В год войны класс покинул стены гимназии. На фотографии выпуска, где в гирляндах и виньетках из дубовых ветвей помещены были овалы – директор, старичок со звездой, прививший юным варварам любовь к Риму, преподаватели и гимназисты, можно было видеть в самом углу и Валерьяна Бочкина. На его долю тоже досталось несколько дубовых листков. Хотя его едва-едва не загубила зародившая в гимназических душах мечты о прекрасном, но жестокая и бесполезная в жизни латынь. И он был в числе сорока самодовольных юношей с выпускными жетонами на груди. На этом довольно нелепом сооружении доморощенный график изобразил дорические колонны, сфинкса, за сфинксом лучи восходящего солнца, наверху развернутую хартию, на хартии птицу, не то орла, не то сокола.

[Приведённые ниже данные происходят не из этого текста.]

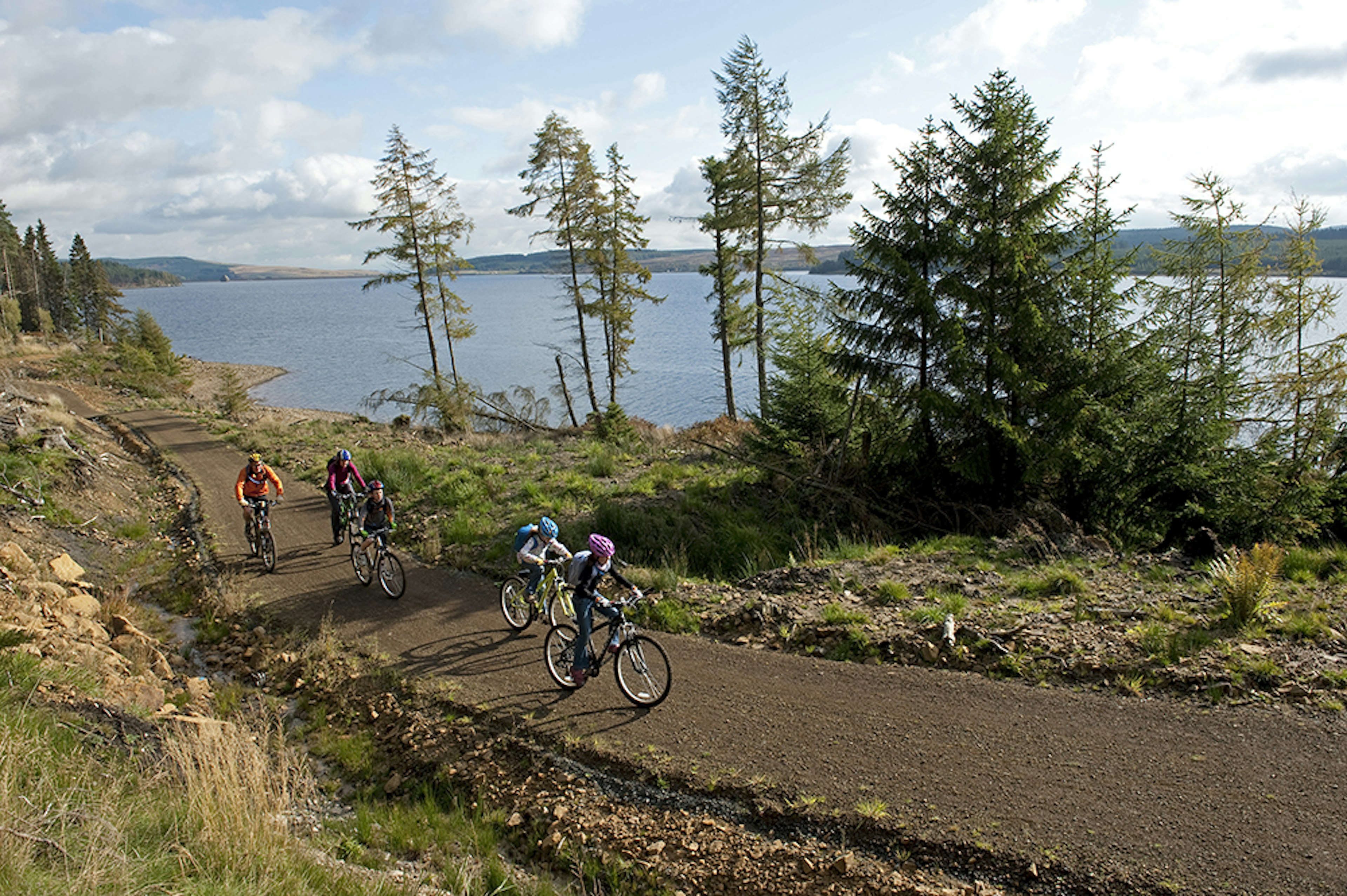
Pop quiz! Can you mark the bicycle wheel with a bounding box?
[350,535,375,585]
[543,624,579,691]
[613,635,674,706]
[257,529,276,573]
[378,551,407,601]
[501,575,536,632]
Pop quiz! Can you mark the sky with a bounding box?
[0,0,1347,268]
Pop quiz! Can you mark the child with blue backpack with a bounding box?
[515,516,571,598]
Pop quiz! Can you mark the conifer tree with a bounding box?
[698,155,753,420]
[1258,198,1347,468]
[508,112,599,414]
[714,35,851,412]
[832,119,958,473]
[946,70,1076,504]
[586,143,664,403]
[349,125,461,391]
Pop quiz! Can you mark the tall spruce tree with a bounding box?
[714,35,851,412]
[946,70,1076,504]
[832,120,958,476]
[508,112,599,414]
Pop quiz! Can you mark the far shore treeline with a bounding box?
[0,36,1347,547]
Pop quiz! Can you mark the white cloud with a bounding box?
[935,0,1086,63]
[442,0,589,50]
[0,9,346,140]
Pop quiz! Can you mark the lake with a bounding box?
[122,274,846,427]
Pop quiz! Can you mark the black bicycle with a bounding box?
[543,593,674,706]
[244,497,276,573]
[350,526,407,600]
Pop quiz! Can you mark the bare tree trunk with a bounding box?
[556,354,581,428]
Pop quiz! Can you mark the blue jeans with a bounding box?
[571,596,619,674]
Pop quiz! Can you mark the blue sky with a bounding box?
[0,0,1347,268]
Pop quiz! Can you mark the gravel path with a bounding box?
[120,411,1347,896]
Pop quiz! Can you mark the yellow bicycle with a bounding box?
[501,558,575,632]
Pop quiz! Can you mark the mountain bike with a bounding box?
[337,490,365,544]
[501,558,575,632]
[543,593,674,706]
[244,497,276,573]
[350,526,407,600]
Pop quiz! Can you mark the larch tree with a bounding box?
[586,143,664,403]
[349,125,458,391]
[1258,198,1347,466]
[698,155,753,420]
[508,112,599,414]
[714,35,851,412]
[428,183,477,392]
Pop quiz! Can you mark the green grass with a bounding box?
[822,604,870,625]
[874,579,912,606]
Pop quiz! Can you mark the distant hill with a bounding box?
[98,259,182,290]
[810,226,1347,276]
[101,255,370,280]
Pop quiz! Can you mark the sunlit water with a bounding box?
[131,274,851,426]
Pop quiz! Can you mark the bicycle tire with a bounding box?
[613,635,674,706]
[257,529,276,573]
[378,551,407,601]
[350,537,375,585]
[501,575,537,632]
[543,624,579,691]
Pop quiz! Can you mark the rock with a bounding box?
[66,591,102,618]
[47,554,83,585]
[1183,526,1225,561]
[0,542,38,573]
[832,853,855,876]
[19,579,67,604]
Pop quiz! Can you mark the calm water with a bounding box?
[122,274,827,426]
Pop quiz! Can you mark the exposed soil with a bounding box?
[8,353,1347,895]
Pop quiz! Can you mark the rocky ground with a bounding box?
[0,343,1347,896]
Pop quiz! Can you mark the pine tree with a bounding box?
[508,112,599,414]
[715,35,851,412]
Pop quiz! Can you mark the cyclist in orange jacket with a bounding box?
[234,453,286,526]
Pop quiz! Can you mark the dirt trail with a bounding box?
[119,411,1347,896]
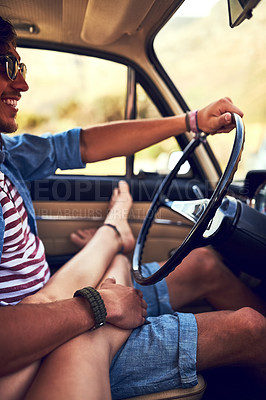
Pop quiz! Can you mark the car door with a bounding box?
[15,49,216,269]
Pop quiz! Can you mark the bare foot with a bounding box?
[70,181,135,254]
[104,181,135,254]
[70,229,96,249]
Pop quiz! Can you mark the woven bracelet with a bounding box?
[186,110,201,134]
[73,286,107,331]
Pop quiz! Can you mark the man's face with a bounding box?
[0,45,29,133]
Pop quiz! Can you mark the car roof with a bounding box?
[0,0,184,59]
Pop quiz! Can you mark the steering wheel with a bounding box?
[132,114,245,285]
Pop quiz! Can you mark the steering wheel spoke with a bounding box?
[132,114,245,285]
[163,199,209,223]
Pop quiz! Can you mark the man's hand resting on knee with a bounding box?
[98,278,147,329]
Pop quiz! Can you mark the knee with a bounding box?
[235,307,266,343]
[190,247,220,280]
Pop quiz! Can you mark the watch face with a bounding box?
[254,181,266,214]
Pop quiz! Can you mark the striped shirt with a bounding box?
[0,172,50,305]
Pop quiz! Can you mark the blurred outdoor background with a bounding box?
[15,0,266,179]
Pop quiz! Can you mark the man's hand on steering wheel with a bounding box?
[198,97,244,135]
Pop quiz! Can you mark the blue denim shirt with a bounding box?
[0,128,85,258]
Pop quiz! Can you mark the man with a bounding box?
[0,15,266,399]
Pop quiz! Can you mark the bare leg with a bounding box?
[0,182,134,400]
[166,248,266,315]
[70,229,96,249]
[26,255,132,400]
[70,181,135,254]
[31,181,135,301]
[196,307,266,371]
[0,254,132,400]
[26,325,128,400]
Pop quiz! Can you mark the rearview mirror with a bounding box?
[228,0,260,28]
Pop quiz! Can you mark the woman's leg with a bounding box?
[0,181,134,400]
[31,181,135,301]
[26,254,132,400]
[0,254,132,400]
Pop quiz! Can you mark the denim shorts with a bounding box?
[110,263,197,400]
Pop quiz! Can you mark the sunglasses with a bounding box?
[0,56,27,81]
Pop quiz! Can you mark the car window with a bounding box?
[17,48,183,175]
[134,84,183,175]
[155,0,266,179]
[17,48,127,175]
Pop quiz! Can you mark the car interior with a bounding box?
[0,0,266,400]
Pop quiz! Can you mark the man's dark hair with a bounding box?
[0,17,17,54]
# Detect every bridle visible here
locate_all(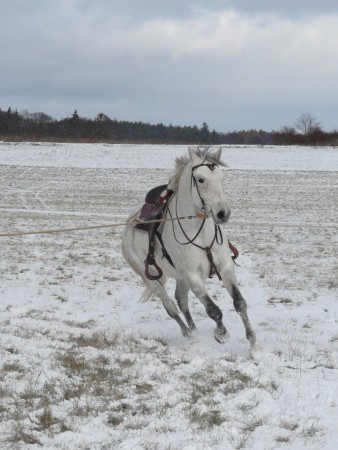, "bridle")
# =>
[191,162,218,218]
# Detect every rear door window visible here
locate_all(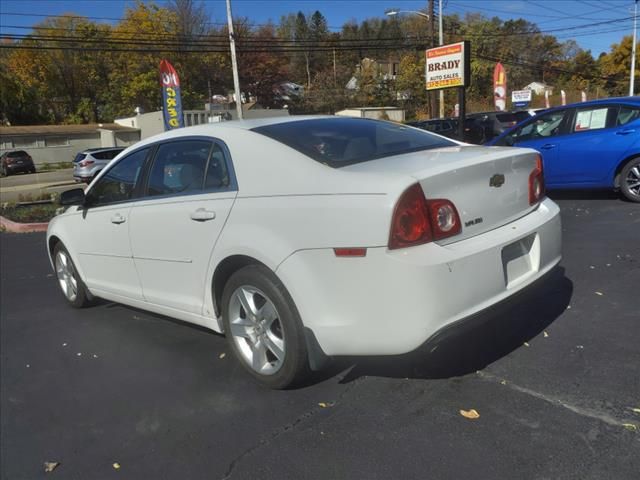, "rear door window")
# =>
[147,140,213,196]
[616,105,640,127]
[571,106,611,132]
[88,148,149,206]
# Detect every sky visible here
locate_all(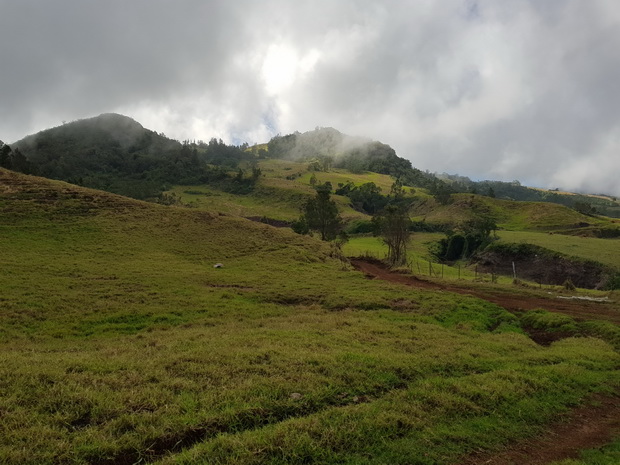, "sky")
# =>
[0,0,620,196]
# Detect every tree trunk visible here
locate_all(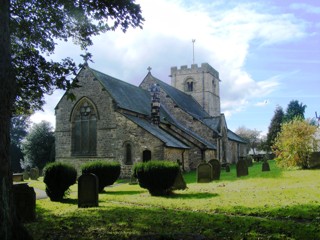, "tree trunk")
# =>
[0,0,31,240]
[0,0,14,239]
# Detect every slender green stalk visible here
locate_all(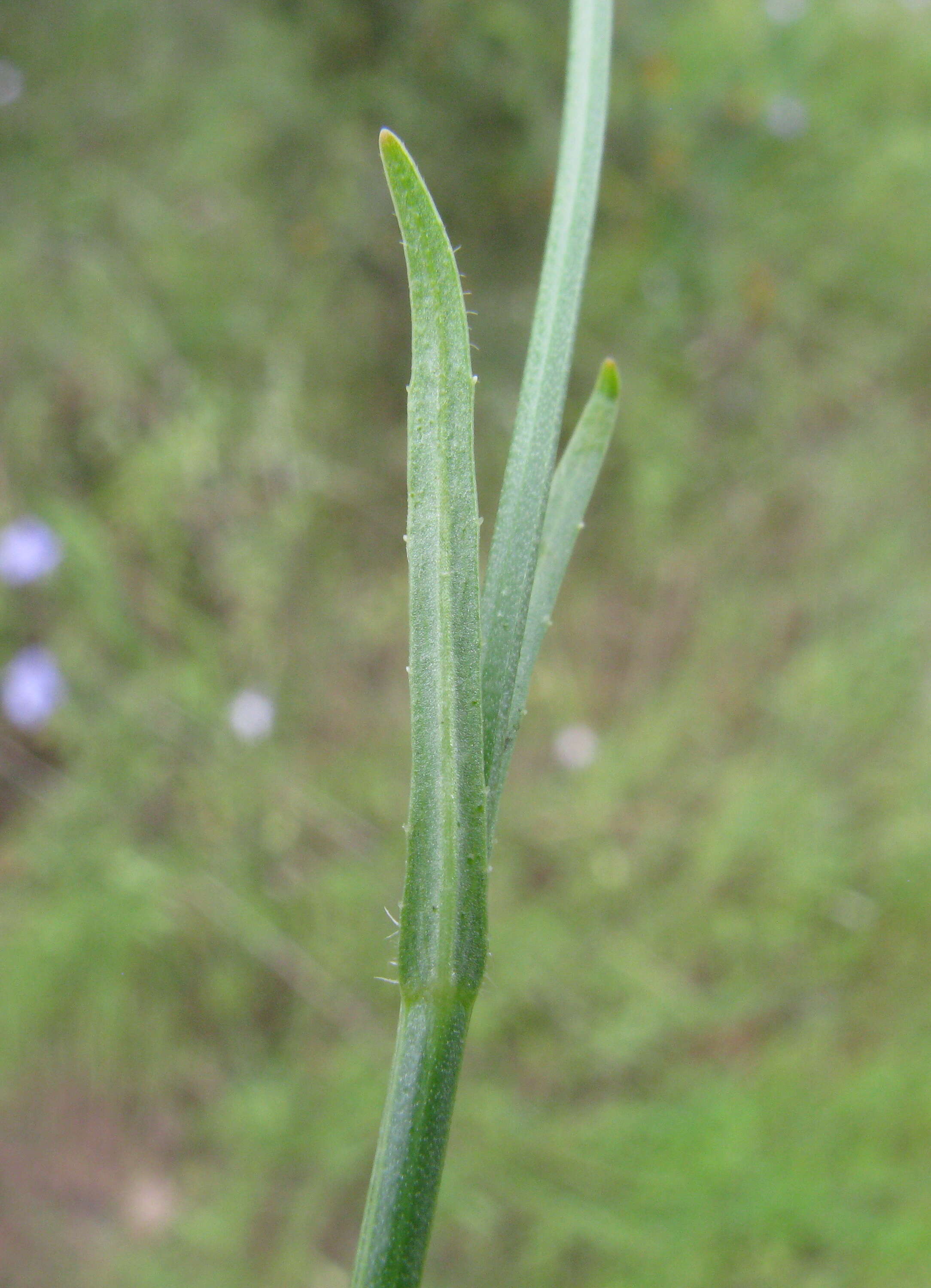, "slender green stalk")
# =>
[352,0,617,1288]
[353,130,487,1288]
[481,0,612,824]
[488,358,621,836]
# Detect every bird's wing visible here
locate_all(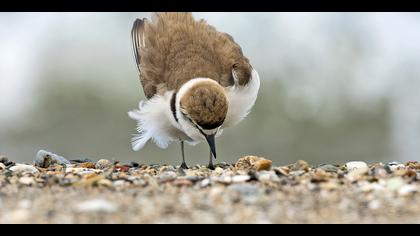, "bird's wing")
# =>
[131,18,163,99]
[131,18,146,73]
[214,32,252,87]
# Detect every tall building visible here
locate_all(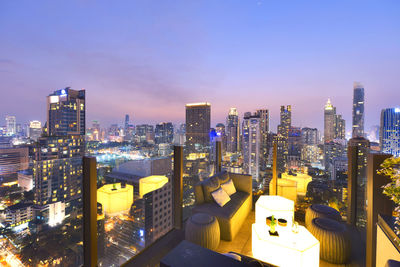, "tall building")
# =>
[225,108,240,153]
[155,122,174,144]
[352,82,364,138]
[379,108,400,157]
[29,121,42,141]
[47,87,86,136]
[186,103,211,152]
[324,99,346,143]
[349,137,370,232]
[242,112,261,180]
[6,115,17,136]
[301,127,318,145]
[33,88,85,226]
[256,109,271,170]
[278,105,292,138]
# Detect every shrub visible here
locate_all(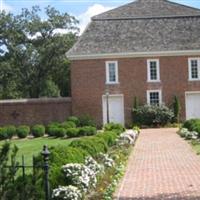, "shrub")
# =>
[0,125,16,140]
[52,185,83,200]
[96,131,117,146]
[79,115,96,127]
[133,105,174,126]
[16,125,30,138]
[67,116,80,127]
[61,121,76,129]
[0,127,8,140]
[66,128,79,138]
[133,126,140,133]
[31,124,45,137]
[104,122,125,134]
[183,119,200,131]
[173,96,181,123]
[49,127,66,137]
[5,125,16,138]
[43,145,89,188]
[69,136,108,156]
[79,126,97,136]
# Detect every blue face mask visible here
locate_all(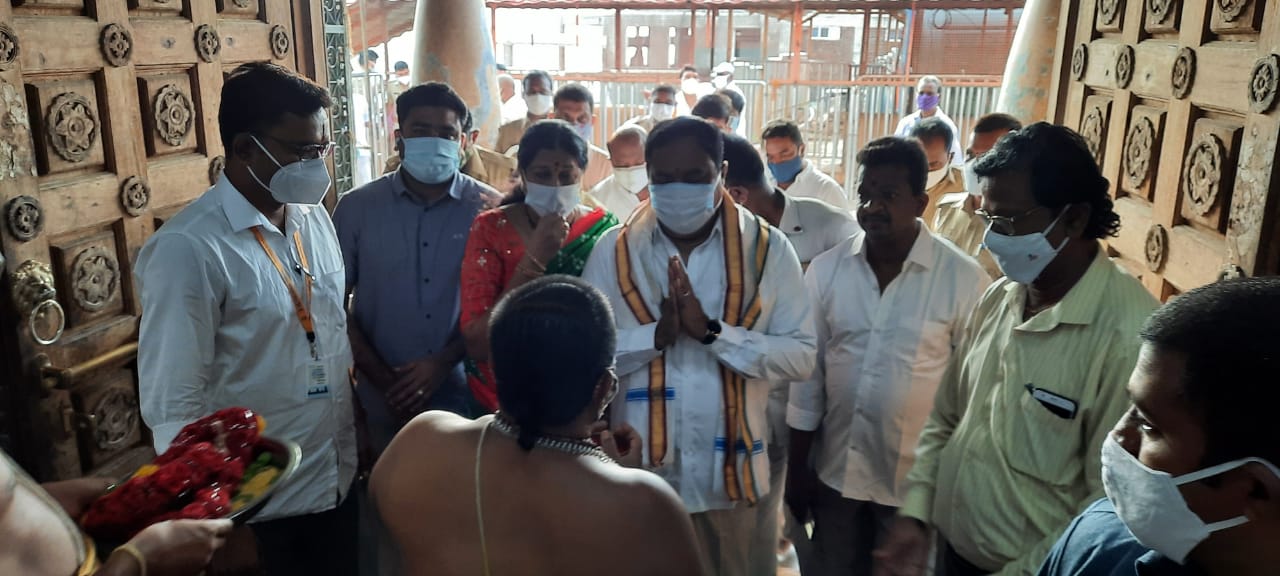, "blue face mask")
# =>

Как все это было далеко: и триумвиры, и суффиксы! Какими они казались теперь пустяками! Переменив классический воздух гимназии на ветерок учебного плаца, Бочкин переродился. Куда девалась его косолапость и простодушие! Это был теперь подтянутый и высокий прапорщик. Все по уставу – коротко подстриженные на четыре пальца от околыша волосы (впрочем, под фуражкой вольность – косой пробор), по уставу замотанный около эфеса темляк.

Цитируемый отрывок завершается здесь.